在本書的前幾章,我們已經按步的解釋佛教之宗旨。我們把它以一種含有實用性的組織製度展示,並指明它是爲了揭發萬物本質而創的一門無上知識。實際上,萬事萬物是無常、無自我性,並能使人痛苦的,但是人仍舊被它們吸引著,盲目地追求、爭取和妄執著。這瘋狂般的爭取和妄執,只是因爲我們的無知曲解了事實。佛教的修行是以戒律、定心和智慧爲基礎,亦即斬斷妄執的工具。我們妄執的是五蘊,如果我們能把緣起性空的真理弄個一清二楚,我們會自動的放棄妄執。
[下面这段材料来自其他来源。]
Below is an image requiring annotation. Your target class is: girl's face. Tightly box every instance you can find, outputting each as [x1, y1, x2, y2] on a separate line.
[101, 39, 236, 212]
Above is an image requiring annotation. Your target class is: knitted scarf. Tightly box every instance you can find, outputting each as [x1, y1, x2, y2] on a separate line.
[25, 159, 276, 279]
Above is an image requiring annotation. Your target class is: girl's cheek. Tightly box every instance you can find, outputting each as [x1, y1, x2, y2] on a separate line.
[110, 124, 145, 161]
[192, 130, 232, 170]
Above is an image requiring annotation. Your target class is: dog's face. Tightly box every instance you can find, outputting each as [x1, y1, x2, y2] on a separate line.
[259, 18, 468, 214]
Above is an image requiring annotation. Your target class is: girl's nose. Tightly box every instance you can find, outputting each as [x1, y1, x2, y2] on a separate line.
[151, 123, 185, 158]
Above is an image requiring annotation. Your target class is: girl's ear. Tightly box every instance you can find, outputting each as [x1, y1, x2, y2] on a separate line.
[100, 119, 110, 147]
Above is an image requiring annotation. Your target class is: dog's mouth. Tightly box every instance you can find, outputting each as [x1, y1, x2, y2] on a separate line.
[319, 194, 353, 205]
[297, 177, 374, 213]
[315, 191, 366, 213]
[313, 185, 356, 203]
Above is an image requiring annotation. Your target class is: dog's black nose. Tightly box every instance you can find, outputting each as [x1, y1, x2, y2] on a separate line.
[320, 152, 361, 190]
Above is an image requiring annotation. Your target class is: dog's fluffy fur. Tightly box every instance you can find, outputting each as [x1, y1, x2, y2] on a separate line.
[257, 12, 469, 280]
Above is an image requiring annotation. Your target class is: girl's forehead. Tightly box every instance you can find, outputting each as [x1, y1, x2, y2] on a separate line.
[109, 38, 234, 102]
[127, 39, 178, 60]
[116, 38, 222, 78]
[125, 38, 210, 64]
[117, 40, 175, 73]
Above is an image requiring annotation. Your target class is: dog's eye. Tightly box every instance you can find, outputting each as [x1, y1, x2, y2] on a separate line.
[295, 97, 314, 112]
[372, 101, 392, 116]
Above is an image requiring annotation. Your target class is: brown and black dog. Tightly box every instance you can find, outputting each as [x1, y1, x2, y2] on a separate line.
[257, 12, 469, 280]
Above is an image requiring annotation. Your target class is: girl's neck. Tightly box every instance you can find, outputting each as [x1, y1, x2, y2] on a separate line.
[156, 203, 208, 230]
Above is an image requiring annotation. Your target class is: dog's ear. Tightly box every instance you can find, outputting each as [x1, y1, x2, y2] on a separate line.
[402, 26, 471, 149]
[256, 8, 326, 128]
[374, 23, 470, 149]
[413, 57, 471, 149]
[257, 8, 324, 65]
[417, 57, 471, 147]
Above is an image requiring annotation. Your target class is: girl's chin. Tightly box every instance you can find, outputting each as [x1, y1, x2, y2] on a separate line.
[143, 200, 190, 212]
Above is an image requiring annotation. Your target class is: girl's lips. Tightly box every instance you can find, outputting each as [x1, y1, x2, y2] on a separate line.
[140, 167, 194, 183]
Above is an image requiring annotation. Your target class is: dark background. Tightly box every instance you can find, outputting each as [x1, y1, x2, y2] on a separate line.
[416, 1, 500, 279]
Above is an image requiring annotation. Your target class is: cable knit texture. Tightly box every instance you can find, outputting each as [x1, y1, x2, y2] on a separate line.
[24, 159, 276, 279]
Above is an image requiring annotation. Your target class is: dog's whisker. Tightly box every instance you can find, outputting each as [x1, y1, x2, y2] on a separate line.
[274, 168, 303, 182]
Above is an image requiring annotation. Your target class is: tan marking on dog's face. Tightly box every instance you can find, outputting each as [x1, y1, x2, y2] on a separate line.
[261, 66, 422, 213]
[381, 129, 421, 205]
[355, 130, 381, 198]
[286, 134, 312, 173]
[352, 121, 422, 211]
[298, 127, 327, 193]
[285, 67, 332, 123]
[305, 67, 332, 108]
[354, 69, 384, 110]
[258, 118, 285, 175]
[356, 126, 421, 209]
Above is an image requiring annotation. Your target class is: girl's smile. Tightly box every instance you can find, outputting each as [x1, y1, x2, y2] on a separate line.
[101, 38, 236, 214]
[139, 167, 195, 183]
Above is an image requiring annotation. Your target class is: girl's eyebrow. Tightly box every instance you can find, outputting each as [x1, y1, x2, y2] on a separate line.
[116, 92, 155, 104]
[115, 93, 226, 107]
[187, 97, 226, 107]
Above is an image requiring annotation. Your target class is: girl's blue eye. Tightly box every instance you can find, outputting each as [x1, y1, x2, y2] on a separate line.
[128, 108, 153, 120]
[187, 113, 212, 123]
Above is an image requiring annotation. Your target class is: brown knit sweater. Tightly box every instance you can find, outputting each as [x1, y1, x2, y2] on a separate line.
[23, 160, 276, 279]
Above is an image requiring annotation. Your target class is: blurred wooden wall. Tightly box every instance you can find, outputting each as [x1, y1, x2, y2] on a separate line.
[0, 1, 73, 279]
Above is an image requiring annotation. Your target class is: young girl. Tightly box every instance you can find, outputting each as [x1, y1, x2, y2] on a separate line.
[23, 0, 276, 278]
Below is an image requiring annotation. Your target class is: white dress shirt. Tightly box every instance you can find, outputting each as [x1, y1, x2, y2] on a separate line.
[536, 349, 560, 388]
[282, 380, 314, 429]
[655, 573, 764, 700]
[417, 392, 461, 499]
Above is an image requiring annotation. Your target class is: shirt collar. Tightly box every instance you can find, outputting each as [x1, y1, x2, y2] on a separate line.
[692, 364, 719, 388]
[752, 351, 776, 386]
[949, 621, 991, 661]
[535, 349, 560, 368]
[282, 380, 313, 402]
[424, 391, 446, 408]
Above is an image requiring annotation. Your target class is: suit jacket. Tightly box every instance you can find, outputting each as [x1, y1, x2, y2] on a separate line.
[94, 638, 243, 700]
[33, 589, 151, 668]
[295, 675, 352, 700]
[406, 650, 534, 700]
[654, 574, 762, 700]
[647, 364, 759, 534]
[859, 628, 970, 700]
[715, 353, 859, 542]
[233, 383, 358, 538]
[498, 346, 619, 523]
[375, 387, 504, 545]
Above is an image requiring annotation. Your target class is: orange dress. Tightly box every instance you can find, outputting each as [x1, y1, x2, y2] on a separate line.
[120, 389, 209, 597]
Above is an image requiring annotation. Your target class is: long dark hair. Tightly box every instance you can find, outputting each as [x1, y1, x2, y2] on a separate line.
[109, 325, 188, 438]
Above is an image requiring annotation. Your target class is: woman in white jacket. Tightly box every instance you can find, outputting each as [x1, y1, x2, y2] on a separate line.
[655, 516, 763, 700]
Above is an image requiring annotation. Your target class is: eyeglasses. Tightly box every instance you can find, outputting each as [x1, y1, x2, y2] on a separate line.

我們所應該做的,就是過著那正確適當的生活(SAMMA VIHAREYYUMA),以使我們的生活,時時刻刻都充滿了快樂。這種正確的生活,能抑製思想,不讓它分散,使精神能專注而讓智慧浮現。隨著智慧的浮現,我們會醒悟而想掙紮、放松、擺脫,最後進入完整的涅槃大道。如果我們想快速的獲得成績或結果,那麼我們可以借用“毗缽舍那”禅定修行法,以協助洞察世間諸法實相,以此方法,我們必能斬斷束縛我們的鐵鏈,獲得自由的大解放。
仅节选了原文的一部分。